15.05.2000

DOMINIKANISCHE REPUBLIKDer machtlüsterne Methusalem

Karibisches Ferienparadies im Wahlfieber: Der 93-jährige Joaquín Balaguer, ein Altmeister des Intrigenspiels, will zum achten Mal ins Präsidentenpalais einziehen. Die frühere Marionette des Tyrannen Trujillo hat sogar Chancen.
Hinter der Rednertribüne, verborgen in einem Wellblechverschlag, steht diskret der Gabelstapler bereit. Auch er wartet auf das "Menschenwesen ohnegleichen", das "Leuchtfeuer der Weisheit", den "Staatsmann von Weltstatur".
Dessen Erscheinen wird den Massen schon seit drei Stunden als unmittelbar bevorstehend angekündigt - von erregten Einpeitschern, deren Stimmen oftmals in ein verzücktes Falsett überkippen.
Der Gabelstapler hat in La Vega, diesem Provinzstädtchen nördlich von Santo Domingo, einen Geheimauftrag zu erfüllen. Er soll den Staatsmann von Weltstatur - einen blinden, lahmen und stark geschrumpften Winzling - hinterrücks aufs hohe Rednerpodium heben. Nur zuschauen darf dabei niemand, besonders keine Fernsehleute und Fotografen. Denen zerschmettern Leibwächter auch schon mal die Kameras, wenn sie dem Kandidaten allzu nahe kommen.
Als endlich der schwarze Mercedes eintrifft, die Massen mit ihrem roten Fahnenwald frenetisch herandrängen und die Stimmen der Anheizer sich im Unisono überschlagen, herrscht hinter der Tribüne routinierte Regie. Mächtige Strandschirme werden senkrecht aufgespannt rings um den Gabelstapler und die Limousine, und Gorillas schließen die Lücken dazwischen. So gut wie niemand kann erspähen, auf welche Weise der Präsidentschaftskandidat Dr.
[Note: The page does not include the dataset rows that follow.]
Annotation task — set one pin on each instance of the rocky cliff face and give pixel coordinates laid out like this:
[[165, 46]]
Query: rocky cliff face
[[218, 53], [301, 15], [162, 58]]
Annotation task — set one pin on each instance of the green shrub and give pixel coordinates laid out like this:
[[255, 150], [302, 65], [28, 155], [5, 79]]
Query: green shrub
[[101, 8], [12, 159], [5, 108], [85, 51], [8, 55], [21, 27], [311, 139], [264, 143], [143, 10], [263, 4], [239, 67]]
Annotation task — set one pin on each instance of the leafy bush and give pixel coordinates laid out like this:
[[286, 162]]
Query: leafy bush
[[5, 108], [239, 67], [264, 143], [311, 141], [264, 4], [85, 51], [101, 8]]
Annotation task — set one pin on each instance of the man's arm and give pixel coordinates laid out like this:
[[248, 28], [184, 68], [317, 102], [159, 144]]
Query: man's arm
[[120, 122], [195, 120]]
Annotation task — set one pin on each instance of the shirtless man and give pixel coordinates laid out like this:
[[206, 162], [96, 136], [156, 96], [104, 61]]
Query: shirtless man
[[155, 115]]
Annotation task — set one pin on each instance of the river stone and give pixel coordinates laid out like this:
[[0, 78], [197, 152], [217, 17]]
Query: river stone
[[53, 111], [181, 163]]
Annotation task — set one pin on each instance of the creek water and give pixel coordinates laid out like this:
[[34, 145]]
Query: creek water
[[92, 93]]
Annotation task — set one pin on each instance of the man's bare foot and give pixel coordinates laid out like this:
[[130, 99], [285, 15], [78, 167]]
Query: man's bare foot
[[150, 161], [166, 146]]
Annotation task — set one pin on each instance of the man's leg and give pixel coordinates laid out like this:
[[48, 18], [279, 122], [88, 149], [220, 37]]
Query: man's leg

Joaquín Vidella Balaguer y Ricardo, Jahrgang 1907, die letzte Großkundgebung seines Wahlkampfs schließlich erreicht - im Rollstuhl oder auf der Tragbahre?
Als ob es darauf noch ankäme. Am Dienstag dieser Woche wird gewählt in der Dominikanischen Republik - unter den acht Millionen Einwohnern der östlichen zwei Drittel der Karibikinsel Hispaniola -, und am 30. Juni dürfte die übliche Stichwahl zwischen den beiden Spitzenreitern nötig sein. Doch selbst wenn der "diabolische Greis", wie seine Feinde ihn nennen, diesmal ausnahmsweise nicht in die Endrunde gelangen sollte, müsste im Guinnessbuch der Rekorde für ihn eine eigene Rubrik geschaffen werden. Stichwort: Gerontokrat.
Joaquín Balaguer kommt aus der Tiefe der Zeiten. 1924, noch minderjährig, errang der schüchterne Poet für seine "Heidnischen Psalmen" einen ersten Literaturpreis. Vom politisch ehrgeizigen General Rafael Trujillo als Redenschreiber und öffentlicher Lobhudler engagiert, gelangte er mit diesem 1930 an die Macht - damals, als in Berlin gerade der Zentrumspolitiker Heinrich Brüning an die Regierung kam und Adolf Hitler vom Amt des deutschen Reichskanzlers allenfalls träumen konnte.
Gehorsam und bescheiden und ohne blutige Fingerabdrücke zu hinterlassen, diente Balaguer in hohen und höchsten Ämtern drei Jahrzehnte lang Seiner Exzellenz, dem Generalissimus, dem Friedensbringer, dem Beschützer der Arbeiter und Wohltäter des Vaterlands, Prof. Dr. h. c. Rafael Leónidas Trujillo Molina. Als dieser 1961 umgebracht wurde, fungierte Balaguer gerade als Marionetten-Präsident.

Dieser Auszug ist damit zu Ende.